São trabalhadores sem contrato permanente e que as empresas também não ajudaram...
Preferiram desfazer-se das pessoas.
Também houve diferenças no acesso ao teletrabalho...
A população pobre não conseguiu trabalhar a partir de casa -- que foi uma boa forma de mantermos o nosso rendimento. Os pobres não tinham essa hipótese e isso também os levou a perder rendimento.
A situação não se alterou depois do forte impacte da pandemia?
O que sabemos referente ao ano de 2021 é transmitido pelo Instituto Nacional de Estatística, mas são as estatísticas standard. E indicam que nesse ano a taxa de pobreza praticamente se reverteu, ou seja os dois pontos percentuais que tínhamos tido a mais em 2020 praticamente baixaram em 2021, o que é normal no sentido em que em 2021 ainda houve lockdown, mas também houve uma adaptação. Por exemplo, o retalho passou a vender mais online. Mas só saberemos mais quando tivermos os microdados. Sabemos que existiu uma recuperação da pobreza mas não sabemos que tipo de famílias recuperou.
No relatório "Portugal, Balanço Social 2022" alerta-se para o facto de muitas pessoas terem dificuldades em ter férias fora de casa...
É a questão da privação material. Nas estatísticas há várias categorias, por exemplo se as pessoas conseguem aquecer a casa (pobreza energética), se conseguem alimentar-se com proteínas animais ou vegetais em dias alternados e a questão de pagar uma semana de férias fora de casa. Mas tudo isso tem que ver com a comparabilidade intereuropeia.

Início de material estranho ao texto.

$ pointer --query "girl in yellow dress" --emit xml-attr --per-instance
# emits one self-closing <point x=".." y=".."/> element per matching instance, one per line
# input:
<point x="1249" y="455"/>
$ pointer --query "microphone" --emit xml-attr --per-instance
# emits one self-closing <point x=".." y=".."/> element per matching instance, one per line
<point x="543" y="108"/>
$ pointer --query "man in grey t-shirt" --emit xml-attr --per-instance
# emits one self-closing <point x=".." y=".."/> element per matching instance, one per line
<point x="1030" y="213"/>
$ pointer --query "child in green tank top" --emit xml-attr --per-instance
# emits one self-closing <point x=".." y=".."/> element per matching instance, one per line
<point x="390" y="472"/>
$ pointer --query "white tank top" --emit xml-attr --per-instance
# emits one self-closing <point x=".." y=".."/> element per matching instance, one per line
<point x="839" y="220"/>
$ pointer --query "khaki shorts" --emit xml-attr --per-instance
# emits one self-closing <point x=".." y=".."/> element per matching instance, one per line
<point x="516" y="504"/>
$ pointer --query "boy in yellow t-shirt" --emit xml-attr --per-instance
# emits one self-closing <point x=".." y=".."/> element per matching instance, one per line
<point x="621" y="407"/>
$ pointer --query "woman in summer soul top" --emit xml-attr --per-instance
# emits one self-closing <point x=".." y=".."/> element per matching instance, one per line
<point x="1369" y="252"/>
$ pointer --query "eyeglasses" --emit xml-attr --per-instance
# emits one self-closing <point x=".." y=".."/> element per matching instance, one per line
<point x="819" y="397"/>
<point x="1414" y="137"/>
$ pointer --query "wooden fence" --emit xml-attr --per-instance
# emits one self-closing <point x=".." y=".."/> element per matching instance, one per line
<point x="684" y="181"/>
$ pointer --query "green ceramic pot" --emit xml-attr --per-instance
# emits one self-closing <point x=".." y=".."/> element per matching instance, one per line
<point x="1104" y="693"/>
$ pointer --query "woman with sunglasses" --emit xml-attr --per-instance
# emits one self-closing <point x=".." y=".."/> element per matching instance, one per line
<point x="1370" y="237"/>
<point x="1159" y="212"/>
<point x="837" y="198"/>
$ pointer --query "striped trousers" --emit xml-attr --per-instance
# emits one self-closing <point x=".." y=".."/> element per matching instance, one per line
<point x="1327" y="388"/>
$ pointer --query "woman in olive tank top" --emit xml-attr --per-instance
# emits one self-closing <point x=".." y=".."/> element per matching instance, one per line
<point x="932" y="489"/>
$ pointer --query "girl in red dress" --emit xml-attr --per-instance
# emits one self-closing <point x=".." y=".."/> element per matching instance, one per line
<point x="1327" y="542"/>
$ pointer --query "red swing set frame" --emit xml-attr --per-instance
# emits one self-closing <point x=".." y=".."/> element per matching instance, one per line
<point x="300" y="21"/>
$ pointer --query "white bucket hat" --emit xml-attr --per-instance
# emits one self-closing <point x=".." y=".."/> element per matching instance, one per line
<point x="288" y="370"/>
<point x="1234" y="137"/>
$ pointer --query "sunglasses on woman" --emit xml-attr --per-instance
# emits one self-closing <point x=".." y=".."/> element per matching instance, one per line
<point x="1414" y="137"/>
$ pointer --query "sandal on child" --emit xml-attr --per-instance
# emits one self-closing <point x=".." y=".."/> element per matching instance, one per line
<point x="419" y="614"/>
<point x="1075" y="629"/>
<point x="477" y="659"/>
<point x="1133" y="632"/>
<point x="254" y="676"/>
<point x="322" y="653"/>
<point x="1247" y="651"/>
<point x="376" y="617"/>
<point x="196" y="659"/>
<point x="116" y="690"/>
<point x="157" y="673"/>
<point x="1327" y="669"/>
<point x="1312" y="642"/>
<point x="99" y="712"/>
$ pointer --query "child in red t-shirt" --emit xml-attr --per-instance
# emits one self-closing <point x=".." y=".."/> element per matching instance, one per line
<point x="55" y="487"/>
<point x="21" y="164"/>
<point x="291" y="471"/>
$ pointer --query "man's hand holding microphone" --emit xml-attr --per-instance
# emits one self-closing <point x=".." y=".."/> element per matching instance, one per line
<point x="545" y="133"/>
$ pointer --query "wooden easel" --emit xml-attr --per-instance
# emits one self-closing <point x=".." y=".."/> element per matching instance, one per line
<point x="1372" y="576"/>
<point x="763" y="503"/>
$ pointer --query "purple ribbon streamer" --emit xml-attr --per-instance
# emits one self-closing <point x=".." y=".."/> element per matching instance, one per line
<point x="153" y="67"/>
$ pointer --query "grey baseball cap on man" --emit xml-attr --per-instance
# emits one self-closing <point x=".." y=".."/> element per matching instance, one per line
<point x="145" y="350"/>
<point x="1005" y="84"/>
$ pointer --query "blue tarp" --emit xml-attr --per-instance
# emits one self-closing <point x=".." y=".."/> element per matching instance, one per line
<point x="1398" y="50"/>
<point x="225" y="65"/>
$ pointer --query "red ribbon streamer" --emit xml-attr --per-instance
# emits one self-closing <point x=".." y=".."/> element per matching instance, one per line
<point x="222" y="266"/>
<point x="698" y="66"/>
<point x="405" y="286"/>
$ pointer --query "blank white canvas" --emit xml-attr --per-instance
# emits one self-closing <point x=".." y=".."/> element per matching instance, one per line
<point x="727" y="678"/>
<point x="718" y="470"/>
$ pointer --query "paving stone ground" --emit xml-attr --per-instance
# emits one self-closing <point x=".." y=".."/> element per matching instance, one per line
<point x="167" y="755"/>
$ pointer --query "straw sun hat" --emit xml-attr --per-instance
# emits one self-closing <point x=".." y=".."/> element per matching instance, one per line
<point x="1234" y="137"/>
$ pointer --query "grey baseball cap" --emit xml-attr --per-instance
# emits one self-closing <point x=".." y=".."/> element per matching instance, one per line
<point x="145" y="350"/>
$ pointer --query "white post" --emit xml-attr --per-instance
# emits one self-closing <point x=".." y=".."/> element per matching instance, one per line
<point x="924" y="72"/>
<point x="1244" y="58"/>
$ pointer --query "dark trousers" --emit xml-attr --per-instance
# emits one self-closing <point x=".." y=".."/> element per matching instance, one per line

Obviamente que 60% do rendimento mediano no Luxemburgo ou na Suécia não tem nada que ver com o rendimento mediano da Bulgária ou Roménia. É possível que uma pessoa considerada pobre na Suécia tenha acesso a muitos mais bens de consumo do que muitos ricos na Roménia.
Mas a privação material diminuiu?
Entre 2020 e 2021 diminuiu em quase todos os indicadores, embora haja um ligeiro agravamento em alguns, como a capacidade para pagar uma semana de férias fora de casa por ano ou até a capacidade financeira para ter uma refeição de carne ou peixe alternadas.
Na análise aos dados disponíveis nota-se melhorias na qualidade de vida das pessoas em 2021?
É um ano menos grave do ponto de vista da crise pandémica, é até de recuperação económica, mas é também um ano afetado pela crise inflacionista e essa crise vai necessariamente revelar-se no acesso aos bens referidos.
Começam a surgir os alertas para o aumento do custo de vida?
No nosso relatório olhamos com algum cuidado para as taxas de esforço. Em 2020 ainda não havia crise, só começou no último ano. O que dizíamos era: atenção à taxa de esforço, as famílias têm mais dificuldades em chegar ao fim do mês. Lembrámos que [em 2020] as pessoas já estavam com taxas de esforço elevadas.
E os problemas no setor da habitação?
A taxa de esforço dos agregados mais pobres era de 38,4% [do rendimento], quando em média as famílias residentes em Portugal gastavam 20,5% do rendimento disponível com a habitação.
Portanto já se antevia a crise que atualmente afeta tantas famílias?
Tudo indiciava que sim, apesar de o Banco de Portugal ter dito várias vezes que não tinha uma dimensão macroeconómica muito importante. O que é verdade, pois caso não atinja muitas famílias não terá verdadeiro impacte no sistema financeiro.
Uma crise que se sente mais nas grandes cidade...
As cidades são espaços urbanos muito populosos, são também aqueles onde há uma maior diversidade de atividades económicas. Em todo o mundo são sempre as zonas onde há maior desigualdade de rendimento, de educação, de atividades.